Abstract
Speakers of all human languages regularly use intonational pitch to convey linguistic meaning, such as to emphasize a particular word. Listeners extract pitch movements from speech and evaluate the shape of intonation contours independent of each speaker’s pitch range. We used high-density electrocorticography to record neural population activity directly from the brain surface while participants listened to sentences that varied in intonational pitch contour, phonetic content, and speaker. Cortical activity at single electrodes over the human superior temporal gyrus selectively represented intonation contours. These electrodes were intermixed with, yet functionally distinct from, sites that encoded different information about phonetic features or speaker identity. Furthermore, the representation of intonation contours directly reflected the encoding of speaker-normalized relative pitch but not absolute pitch.

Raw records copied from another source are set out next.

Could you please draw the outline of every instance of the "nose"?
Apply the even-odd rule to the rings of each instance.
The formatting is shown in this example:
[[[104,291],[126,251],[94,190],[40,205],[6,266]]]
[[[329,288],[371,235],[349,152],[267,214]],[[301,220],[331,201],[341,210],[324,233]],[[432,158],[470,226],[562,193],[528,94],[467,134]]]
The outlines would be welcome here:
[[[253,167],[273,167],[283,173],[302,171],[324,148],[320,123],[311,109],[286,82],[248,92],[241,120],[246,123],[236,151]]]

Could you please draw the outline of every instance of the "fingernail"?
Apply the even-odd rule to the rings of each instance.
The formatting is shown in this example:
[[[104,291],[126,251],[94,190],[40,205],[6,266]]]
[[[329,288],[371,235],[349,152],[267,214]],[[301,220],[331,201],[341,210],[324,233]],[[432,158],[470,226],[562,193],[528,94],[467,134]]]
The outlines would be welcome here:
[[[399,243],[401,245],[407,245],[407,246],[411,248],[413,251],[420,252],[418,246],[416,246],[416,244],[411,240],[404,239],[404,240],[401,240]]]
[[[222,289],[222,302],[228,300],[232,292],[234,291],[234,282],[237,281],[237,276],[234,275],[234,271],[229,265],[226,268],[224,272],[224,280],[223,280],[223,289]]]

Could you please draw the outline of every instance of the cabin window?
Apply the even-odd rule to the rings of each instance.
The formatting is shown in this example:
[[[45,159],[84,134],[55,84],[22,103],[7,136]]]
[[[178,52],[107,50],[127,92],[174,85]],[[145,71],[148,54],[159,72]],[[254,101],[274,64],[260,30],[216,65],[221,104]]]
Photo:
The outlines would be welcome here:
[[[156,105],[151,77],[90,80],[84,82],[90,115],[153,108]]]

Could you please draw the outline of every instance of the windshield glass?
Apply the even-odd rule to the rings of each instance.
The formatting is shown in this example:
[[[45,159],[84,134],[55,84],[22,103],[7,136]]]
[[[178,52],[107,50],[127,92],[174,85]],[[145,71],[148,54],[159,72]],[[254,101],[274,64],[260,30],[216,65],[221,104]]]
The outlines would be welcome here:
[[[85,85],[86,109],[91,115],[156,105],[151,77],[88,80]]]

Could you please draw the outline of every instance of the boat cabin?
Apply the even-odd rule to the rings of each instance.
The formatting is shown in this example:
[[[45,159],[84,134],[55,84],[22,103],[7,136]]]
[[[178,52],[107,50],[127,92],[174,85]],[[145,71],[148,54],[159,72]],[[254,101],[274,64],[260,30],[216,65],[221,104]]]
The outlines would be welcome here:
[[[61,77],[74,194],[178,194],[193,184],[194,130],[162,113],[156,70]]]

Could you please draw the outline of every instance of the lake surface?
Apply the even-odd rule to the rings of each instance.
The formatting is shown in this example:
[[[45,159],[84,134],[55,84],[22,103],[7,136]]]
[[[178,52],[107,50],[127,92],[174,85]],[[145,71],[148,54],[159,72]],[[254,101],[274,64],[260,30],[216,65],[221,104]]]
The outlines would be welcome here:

Humans precisely control the pitch of their voices to encode linguistic meaning (1, 2). All spoken languages use suprasegmental pitch modulations at the sentence level or speech intonation to convey meaning not explicit in word choice or syntax (3). Raising the pitch on a particular word can change the meaning of a sentence. Whereas “Anna likes oranges” communicates that it is Anna, not Lisa, who likes oranges, “Anna likes oranges” communicates that Anna likes oranges, not apples. Similarly, rising pitch at the end of an utterance can signal a question (“Anna likes oranges?”). Confounding the listener’s task, pitch also varieswith the length of a speaker’s vocal folds (4), such that the highest pitch values reached by some low voices are still lower than the lowest of a higher-pitched voice.
Lesion and neuroimaging studies have implicated bilateral frontal and temporal regions in the perception of speech intonation (5–16). Human neuroimaging and primate electrophysiology have also suggested the existence of a putative general pitch center in the lateral Heschl’s gyrus (HG) and the adjacent superior temporal gyrus (STG) (17–21). However, a more fundamental question than anatomical localization is what the neural activity in those regions encodes—that is, the precise mapping between specific stimulus features and neural responses. How is intonational pitch in speech encoded, and does its representation contain concurrent information about what is being said and by whom? Furthermore, because the same auditory feature of pitch is the primary cue to both intonation and speaker identity (22), how does the auditory cortex represent both kinds of information?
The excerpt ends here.